Diante do exposto, JULGO TOTALMENTE IMPROCEDENTES OS PEDIDOS CONSTANTES DA PETIÇÃO INICIAL, com fulcro no art. 487, I, do Código de Processo Civil, extinguindo o processo COM RESOLUÇÃO DO MÉRITO.
Sem custas e honorários advocatícios por expressa determinação legal (artigo 55 da lei 9099/95).
Caso haja a apresentação de recurso, intime-se a parte recorrida para tomar conhecimento, constituir advogado (art. 41, § 2º, da Lei 9.099/95), se for o caso e oferecer resposta escrita no prazo de dez dias (art. 42, § 2º, da Lei 9.099/95), em seguida, aguarde-se em cartório o transcurso deste prazo.

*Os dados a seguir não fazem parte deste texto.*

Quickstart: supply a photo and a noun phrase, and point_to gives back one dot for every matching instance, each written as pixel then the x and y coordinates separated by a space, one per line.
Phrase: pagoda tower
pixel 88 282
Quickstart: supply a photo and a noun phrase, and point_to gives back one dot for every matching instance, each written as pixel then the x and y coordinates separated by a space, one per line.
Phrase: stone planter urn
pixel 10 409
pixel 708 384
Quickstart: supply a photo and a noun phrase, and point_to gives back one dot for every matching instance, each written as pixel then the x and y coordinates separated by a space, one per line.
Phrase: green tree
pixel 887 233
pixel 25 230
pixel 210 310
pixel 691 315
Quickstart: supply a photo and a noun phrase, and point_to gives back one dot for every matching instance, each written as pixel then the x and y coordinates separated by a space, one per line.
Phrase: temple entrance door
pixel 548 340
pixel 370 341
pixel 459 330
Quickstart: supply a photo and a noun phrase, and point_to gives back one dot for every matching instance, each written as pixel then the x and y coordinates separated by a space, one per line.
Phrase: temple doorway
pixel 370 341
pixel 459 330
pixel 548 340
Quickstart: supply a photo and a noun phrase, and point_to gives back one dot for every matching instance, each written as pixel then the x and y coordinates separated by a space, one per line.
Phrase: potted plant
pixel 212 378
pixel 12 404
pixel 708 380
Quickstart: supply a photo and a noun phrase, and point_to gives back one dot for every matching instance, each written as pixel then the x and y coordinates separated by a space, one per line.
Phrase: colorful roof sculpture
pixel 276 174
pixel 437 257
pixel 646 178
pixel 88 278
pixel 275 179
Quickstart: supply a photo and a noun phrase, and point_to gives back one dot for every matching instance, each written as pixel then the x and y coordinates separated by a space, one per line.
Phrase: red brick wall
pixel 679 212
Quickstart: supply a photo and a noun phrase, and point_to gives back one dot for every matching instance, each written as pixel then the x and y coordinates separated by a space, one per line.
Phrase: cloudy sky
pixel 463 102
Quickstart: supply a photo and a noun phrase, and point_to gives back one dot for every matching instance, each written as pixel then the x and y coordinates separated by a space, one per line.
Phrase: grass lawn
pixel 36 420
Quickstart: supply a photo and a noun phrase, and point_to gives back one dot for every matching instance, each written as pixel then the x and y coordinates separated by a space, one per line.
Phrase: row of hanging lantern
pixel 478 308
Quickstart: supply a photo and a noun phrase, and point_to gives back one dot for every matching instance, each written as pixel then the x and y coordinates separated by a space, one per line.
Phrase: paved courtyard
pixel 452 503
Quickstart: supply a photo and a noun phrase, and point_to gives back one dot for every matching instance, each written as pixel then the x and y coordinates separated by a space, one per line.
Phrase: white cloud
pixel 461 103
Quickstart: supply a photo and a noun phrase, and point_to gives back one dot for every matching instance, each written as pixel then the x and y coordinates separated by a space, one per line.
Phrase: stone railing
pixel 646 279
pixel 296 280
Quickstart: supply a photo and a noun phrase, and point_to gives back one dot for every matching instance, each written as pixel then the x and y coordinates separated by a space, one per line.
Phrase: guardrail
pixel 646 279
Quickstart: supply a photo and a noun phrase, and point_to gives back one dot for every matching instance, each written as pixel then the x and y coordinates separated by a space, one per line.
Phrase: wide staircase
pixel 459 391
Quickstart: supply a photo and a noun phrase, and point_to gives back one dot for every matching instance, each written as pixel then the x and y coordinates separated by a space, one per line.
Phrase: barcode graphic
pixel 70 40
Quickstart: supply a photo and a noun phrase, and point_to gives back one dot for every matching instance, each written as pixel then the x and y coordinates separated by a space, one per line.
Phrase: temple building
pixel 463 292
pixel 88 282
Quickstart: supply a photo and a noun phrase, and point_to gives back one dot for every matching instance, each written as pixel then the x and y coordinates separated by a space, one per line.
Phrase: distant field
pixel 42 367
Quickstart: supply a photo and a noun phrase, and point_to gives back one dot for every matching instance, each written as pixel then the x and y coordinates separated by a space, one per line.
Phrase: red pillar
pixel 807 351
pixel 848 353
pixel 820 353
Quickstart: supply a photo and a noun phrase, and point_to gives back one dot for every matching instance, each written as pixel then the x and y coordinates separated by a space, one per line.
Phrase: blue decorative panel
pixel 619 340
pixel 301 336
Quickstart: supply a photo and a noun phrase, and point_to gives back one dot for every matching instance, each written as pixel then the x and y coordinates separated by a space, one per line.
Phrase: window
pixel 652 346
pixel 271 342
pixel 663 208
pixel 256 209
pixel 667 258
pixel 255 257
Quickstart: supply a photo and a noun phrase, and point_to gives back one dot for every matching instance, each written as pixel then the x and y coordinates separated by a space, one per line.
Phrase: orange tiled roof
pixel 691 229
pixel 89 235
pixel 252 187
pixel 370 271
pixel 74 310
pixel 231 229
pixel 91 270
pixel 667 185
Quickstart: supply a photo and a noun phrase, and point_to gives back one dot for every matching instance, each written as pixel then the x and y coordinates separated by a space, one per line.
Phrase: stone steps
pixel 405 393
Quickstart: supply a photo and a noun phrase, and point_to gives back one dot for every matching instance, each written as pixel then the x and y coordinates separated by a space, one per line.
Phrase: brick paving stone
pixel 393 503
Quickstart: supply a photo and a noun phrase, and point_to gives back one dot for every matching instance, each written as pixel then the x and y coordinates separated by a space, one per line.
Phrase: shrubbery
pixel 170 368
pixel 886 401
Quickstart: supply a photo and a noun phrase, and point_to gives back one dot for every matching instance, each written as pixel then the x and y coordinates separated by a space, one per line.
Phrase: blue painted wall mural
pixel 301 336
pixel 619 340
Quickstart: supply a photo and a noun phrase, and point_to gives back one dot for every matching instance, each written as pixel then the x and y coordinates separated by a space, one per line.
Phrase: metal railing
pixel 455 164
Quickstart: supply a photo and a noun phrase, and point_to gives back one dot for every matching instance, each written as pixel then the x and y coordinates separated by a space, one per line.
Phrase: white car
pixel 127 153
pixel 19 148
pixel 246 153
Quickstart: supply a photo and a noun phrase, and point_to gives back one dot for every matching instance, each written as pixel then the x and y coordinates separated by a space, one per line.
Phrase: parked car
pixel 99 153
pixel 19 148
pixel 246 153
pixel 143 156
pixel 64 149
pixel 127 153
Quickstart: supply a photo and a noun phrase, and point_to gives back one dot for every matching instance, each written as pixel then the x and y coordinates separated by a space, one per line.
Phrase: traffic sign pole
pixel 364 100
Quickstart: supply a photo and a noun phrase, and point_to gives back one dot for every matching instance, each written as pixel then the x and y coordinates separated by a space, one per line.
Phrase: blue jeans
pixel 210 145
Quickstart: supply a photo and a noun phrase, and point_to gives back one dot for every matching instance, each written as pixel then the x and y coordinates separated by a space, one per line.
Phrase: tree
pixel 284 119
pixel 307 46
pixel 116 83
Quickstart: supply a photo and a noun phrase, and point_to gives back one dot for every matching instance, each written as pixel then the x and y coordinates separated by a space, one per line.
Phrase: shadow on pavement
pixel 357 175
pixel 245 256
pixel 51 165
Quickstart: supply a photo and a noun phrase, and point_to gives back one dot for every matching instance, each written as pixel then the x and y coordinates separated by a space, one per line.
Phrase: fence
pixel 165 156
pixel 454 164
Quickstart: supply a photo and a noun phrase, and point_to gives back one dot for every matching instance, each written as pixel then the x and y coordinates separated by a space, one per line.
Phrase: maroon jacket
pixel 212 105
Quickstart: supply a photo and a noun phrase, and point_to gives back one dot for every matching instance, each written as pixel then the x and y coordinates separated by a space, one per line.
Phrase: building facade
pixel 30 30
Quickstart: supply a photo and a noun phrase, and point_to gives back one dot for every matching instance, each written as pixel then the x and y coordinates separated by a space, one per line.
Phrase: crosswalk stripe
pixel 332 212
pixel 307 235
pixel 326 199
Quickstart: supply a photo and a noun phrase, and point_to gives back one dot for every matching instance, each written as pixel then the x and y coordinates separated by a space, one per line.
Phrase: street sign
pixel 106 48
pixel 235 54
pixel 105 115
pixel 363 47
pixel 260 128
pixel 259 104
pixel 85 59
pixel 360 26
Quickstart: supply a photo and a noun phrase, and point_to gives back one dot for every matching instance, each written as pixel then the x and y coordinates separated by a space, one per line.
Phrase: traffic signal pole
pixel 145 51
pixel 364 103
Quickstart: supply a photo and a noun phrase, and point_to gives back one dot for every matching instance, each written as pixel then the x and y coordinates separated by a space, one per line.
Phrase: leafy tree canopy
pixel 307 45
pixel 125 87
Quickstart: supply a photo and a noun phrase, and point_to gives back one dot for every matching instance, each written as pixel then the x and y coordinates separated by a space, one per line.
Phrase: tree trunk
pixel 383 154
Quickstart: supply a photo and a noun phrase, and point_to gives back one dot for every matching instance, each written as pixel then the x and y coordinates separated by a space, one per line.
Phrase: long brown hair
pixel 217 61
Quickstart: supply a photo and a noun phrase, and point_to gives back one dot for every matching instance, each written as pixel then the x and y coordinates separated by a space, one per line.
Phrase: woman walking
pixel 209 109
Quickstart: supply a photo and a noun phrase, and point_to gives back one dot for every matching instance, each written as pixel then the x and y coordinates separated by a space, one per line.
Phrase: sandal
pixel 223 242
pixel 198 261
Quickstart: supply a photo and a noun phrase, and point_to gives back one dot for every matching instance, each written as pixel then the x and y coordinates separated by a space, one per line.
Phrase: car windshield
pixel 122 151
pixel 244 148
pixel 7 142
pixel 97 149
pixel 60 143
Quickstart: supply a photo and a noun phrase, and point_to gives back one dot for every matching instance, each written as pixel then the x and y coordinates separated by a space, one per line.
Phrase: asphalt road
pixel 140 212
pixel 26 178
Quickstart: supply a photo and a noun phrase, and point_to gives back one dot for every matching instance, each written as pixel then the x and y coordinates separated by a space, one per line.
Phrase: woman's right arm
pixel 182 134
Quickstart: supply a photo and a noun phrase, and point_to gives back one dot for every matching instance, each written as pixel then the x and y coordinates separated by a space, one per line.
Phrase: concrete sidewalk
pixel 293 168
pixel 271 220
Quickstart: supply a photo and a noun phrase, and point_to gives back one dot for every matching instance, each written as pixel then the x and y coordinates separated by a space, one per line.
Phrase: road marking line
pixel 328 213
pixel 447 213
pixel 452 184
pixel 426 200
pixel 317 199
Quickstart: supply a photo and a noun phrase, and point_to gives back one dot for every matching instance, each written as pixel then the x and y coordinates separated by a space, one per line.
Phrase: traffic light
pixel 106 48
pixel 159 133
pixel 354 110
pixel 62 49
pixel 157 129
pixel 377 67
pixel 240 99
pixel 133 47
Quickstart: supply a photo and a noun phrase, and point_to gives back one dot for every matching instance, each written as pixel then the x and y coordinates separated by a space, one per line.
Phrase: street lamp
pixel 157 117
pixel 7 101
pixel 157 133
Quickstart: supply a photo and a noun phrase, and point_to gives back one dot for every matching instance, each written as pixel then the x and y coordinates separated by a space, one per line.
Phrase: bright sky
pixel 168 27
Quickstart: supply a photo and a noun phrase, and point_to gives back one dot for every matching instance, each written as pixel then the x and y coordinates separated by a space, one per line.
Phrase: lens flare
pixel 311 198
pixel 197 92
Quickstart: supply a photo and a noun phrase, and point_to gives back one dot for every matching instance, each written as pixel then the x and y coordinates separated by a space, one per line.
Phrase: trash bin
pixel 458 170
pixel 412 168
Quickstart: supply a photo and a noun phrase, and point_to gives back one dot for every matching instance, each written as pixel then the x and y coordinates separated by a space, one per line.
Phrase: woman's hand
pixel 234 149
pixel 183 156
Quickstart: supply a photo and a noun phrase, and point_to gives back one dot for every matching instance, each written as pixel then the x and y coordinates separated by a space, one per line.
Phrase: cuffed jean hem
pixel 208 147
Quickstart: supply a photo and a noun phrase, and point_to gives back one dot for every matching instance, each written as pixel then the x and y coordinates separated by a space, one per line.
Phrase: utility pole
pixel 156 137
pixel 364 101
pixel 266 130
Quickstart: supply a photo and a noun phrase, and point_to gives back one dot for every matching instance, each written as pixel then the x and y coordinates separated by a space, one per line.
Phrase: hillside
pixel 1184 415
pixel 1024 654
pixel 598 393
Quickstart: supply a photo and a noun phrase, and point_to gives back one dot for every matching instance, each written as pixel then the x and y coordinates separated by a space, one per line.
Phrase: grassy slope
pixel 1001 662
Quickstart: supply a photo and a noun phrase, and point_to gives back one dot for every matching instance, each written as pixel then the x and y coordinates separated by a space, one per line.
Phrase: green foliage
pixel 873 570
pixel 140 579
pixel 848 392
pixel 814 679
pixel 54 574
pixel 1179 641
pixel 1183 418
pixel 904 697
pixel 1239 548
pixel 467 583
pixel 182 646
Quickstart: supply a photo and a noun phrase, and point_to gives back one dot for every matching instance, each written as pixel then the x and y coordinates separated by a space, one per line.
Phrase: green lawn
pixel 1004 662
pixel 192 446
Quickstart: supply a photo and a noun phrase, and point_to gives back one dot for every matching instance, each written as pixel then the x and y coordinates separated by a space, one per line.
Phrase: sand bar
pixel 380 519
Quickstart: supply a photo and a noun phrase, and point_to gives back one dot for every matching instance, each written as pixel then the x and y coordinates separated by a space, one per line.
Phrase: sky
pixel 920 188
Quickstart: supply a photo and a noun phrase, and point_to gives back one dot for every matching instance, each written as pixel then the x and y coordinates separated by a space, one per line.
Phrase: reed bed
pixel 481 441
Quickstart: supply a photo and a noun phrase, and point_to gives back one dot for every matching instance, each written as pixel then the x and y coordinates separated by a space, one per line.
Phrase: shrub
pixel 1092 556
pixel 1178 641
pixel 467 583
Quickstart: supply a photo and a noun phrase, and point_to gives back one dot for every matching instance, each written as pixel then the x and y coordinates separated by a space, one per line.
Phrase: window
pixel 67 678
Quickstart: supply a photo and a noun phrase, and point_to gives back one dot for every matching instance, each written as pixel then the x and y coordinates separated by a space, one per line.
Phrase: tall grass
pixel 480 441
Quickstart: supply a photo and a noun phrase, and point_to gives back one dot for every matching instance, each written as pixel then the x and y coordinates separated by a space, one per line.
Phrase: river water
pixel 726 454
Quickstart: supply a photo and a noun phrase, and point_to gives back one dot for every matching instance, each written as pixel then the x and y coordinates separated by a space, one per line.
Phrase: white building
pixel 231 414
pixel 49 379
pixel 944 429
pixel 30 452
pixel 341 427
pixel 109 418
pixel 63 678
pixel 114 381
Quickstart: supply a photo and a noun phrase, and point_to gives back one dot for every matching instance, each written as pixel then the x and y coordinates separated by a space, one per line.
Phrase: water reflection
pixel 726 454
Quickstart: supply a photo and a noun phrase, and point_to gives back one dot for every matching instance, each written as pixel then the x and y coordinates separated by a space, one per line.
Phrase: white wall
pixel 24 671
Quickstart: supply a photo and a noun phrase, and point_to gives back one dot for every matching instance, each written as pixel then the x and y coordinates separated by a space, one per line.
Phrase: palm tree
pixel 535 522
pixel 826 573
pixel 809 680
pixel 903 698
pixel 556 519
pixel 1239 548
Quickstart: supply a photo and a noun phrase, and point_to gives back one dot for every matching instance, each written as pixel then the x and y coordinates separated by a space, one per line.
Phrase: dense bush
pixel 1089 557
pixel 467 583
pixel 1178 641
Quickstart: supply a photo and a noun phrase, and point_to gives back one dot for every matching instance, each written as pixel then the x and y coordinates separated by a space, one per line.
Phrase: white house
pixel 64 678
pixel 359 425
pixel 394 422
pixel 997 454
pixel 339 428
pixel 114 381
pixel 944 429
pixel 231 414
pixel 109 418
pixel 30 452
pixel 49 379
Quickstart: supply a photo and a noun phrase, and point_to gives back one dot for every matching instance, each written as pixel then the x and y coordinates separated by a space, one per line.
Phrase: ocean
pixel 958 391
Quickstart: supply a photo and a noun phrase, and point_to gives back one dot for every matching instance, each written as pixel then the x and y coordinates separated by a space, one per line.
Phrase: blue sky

Transcorrido o prazo em comento, certifique nos autos se o recurso e o preparo foram juntados tempestivamente, após, venha-me concluso.
Publique-se.
Registre-se.
Intime-se.
Após o trânsito em julgado, arquivem-se os autos.
Arapiraca,19 de dezembro de 2024.
Durval Mendonça Júnior Juiz de Direito -
23/12/2024 13:01
Disponibilizado no DJ Eletrônico em #(data)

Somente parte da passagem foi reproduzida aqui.